What advice would you offer to writers just getting started?

Write about something that is a personal passion, and ask God to provide you with people who will support and encourage you.

More About the Author:

Genealogist, historian, and author of several nonfiction books and journal articles, Donna Gawell is also a presenter on genealogy and family history writing for school, community organizations, and church groups. Donna holds volunteer leadership roles with Samaritan’s Purse as a Relay Center Coordinator for Operation Christmas Child. She is also Church Coordinator for International Friendships, Inc., a Christian outreach to international students at Ohio State University.

Donna earned her master’s degree in Speech Pathology and worked in the field of education for over thirty years. She lives in Westerville, Ohio with her husband Mark when not traveling to research her ancestral homelands in Europe and New England. Her website allows her to reach out to readers with similar passions and interests.

From In the Shadow of Salem, Chapter One:

September 21, 1692

 The lock on the door of the Ipswich prison clanged, and the bar raised to open it. No good news ever came when we heard those creaking hinges.
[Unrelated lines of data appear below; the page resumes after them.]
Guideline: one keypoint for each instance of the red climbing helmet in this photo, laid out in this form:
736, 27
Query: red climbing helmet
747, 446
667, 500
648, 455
Unwelcomed breezes stirred the poisonous stench of dung from the corners of our cell, as one solitary prisoner was delivered to our group of women. The dark shadows at sunset did not allow me to recognize the woman immediately, but old Goody Vinson could see her. “Mehitabel,” she whispered, “you will not believe who has come to join us!”

Joan Penney’s voice raged throughout the dungeon as she was hurtled down the stairs by the two night guards. They showed little respect for the elderly woman, and she stumbled on the last step. In disgust, the guards allowed her to fall onto the filthy straw floor. Her eyes were downcast as she hobbled over to sit with the older women.

A heavy silence fell over us, until Rachel Clinton spoke, “Joan, we have been waiting for you. Soon all of the townswomen will be here to replace those already hung in the gallows. Look, even your own daughter is here. Are your eyes so weak you don’t see her face?”

Rachel’s loathsome manner was unwelcomed by all. “Mehitabel, go to your mother,” she commanded me. “Share your warm blanket with her.”